2. Some of the benefits to children of marriage include increases in the likelihood that they have high-quality relationships with their fathers, mothers and other adults; in the likelihood to enjoy family stability (when they are born into a married family); that they are less likely to themselves experience divorce or become unwed parents; are less likely to experience poverty (cohabitation is less likely to alleviate poverty than is marriage); and if they live with their own married parents they will enjoy better physical health, have lower rates of psychological distress, mental illness, child abuse and have a lower risk of infant mortality.
3. Parental divorce (or failure to marry) appears to increase children's risk of school failure, reduces the likelihood that they will graduate from college or achieve high-status jobs; in addition family breakdown appears to increase significantly the risk of suicide and boys raised in non-intact families are more likely to engage in delinquent and criminal behavior.
4. Cohabitation is associated with higher levels of psychological problems among children. Conversely, married women have lower rates of depression than do single or cohabiting mothers.
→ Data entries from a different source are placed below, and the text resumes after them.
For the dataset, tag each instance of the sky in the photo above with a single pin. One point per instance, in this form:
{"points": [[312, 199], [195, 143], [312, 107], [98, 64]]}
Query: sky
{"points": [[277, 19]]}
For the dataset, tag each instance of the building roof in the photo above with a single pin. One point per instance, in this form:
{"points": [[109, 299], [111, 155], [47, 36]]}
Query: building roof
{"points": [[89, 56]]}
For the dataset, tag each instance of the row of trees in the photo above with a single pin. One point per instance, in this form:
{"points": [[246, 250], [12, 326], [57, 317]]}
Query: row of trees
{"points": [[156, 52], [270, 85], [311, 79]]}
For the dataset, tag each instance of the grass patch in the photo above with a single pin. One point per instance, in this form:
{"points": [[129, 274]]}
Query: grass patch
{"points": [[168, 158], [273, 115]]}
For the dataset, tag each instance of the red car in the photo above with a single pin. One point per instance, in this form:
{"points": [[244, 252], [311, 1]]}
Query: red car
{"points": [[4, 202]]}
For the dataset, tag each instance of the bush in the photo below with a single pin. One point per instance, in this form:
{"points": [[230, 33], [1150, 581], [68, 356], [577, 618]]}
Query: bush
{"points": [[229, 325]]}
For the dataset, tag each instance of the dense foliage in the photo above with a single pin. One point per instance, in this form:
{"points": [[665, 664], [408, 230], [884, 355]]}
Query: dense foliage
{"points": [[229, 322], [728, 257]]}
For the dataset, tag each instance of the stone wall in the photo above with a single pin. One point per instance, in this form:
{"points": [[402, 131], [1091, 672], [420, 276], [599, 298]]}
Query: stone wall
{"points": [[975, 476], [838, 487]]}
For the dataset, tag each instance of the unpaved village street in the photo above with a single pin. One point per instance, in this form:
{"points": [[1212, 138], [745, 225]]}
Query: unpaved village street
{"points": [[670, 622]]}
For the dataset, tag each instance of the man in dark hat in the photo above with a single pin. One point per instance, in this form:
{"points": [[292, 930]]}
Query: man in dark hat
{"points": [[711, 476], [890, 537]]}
5. Marriage is associated with: couples building more wealth on average; reducing poverty and material hardship for women and their children; men earning more money (with similar education and job histories); reduced rates of alcohol and substance abuse for both adults and teens; people (especially men) having longer life expectancies, better health and lower rates of injury, illness, and disability; reduced risk that adults will be either perpetrators or victims of crime---women appear to have a lower risk of experiencing domestic violence than do cohabiting or dating women.
6. Fr James V. Schall points out that: “We cannot be forced to be free or virtuous.” And Monica Migliorino Miller clarifies that: “The law cannot create the moral responsibilities that come from human bonds, it can only call persons to live up to them.” But, as the New Oxford Review points out: “Law itself is a moral teacher (if it’s enforced), and law itself will change hearts…the historical record suggests that works.” So, as Mrs. Clinton said: “Progress comes from changes in laws… [and]Laws have teaching effect…It is often the case that laws must change before fears about change dissipate.